Back to our Rolling-Twelve Month Analysis.
There are times when a smart marketer is trying to overcome core merchandising issues. This analysis offers hints of a smart marketer.
- Total Demand is flat in the past year.
- Total Customers are up in the past year.
- Spend per Customer is down $3 in the past year.
Smart marketers figure out how to grow customer counts when merchants suffer missteps (hint - all merchants suffer missteps - doesn't mean the merchant is bad, trust me, you'll know when you run across a bad merchant).
On an annual basis, I evaluate the productivity of twelve-month buyers and new/reactivated buyers.

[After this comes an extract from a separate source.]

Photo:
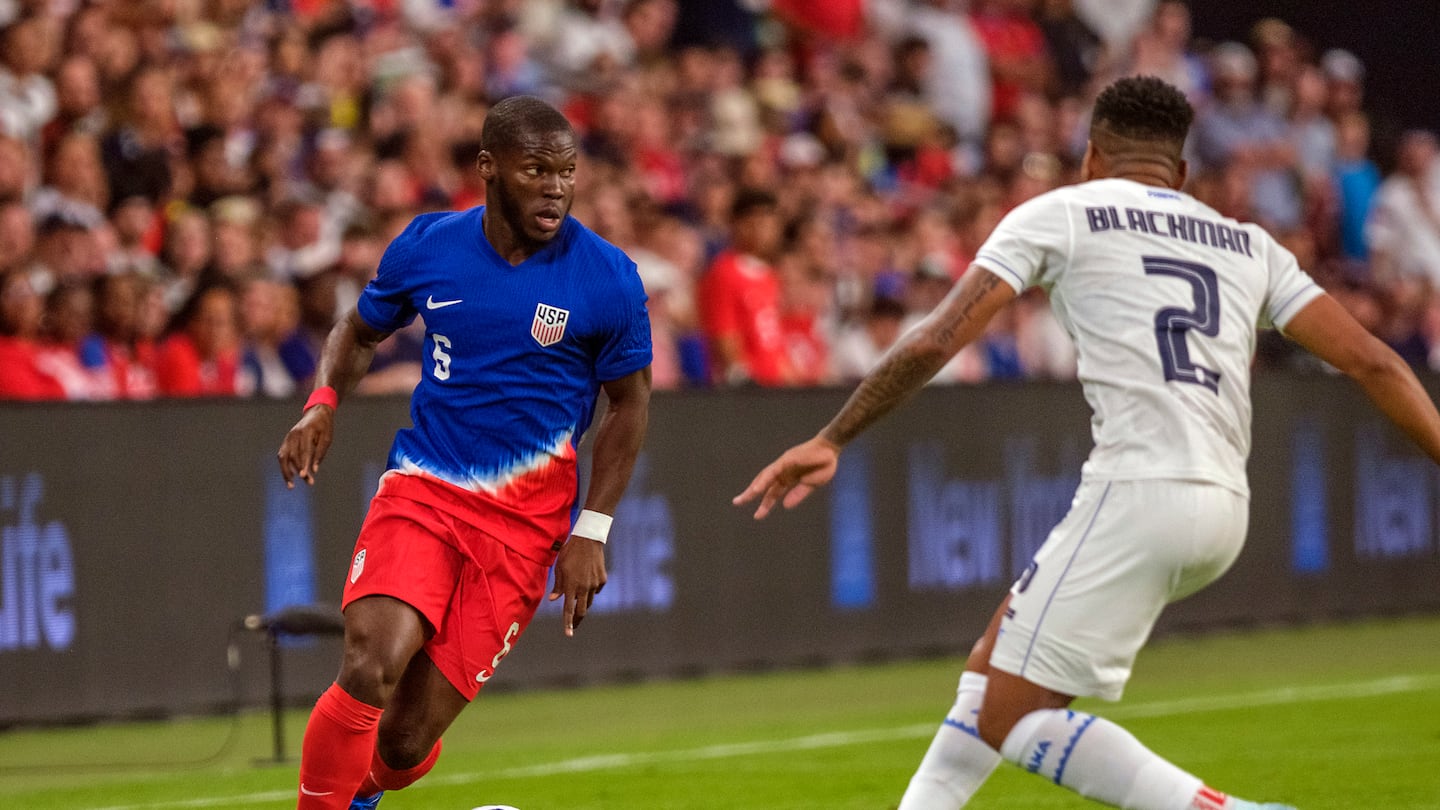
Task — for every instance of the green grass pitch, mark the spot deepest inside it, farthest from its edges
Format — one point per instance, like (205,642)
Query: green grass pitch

This business has a rebuy rate problem. No, rebuy rates < 25% are not "bad", they are a function of what you sell. If the customer doesn't need what you sell annually, your rebuy rates will be low. Having said that, rebuy rates slumped from 23.9% to 19.2% over a multi-year period of time. It shouldn't be a surprise that as rebuy rates dwindle, price per item purchased increased.
Compared to a four-year average, rebuy rates are -9%, spend per repurchaser is +6%, the net of each is a -4% change in demand per inventory (rebuy rate times spend per repurchaser).
Customer productivity is down.
New/Reactivated buyer counts, however, are at a four-year high.
In other words, there is a Smart Marketer working at this company. The Smart Marketer figured out how to overcome a customer productivity issue via more new/reactivated buyers.
It should not surprise you that there are non-smart options out there. There are few things worse than a Lemonheaded Marketer who cuts back on marketing investment (which generally impacts new/reactivated buyers most) in collaboration with a short-term profit-focused Chief Financial Officer. Profit results frequently improve for a short period of time. The customer file contracts, and merchandise productivity is not addressed, resulting in a miserable second year.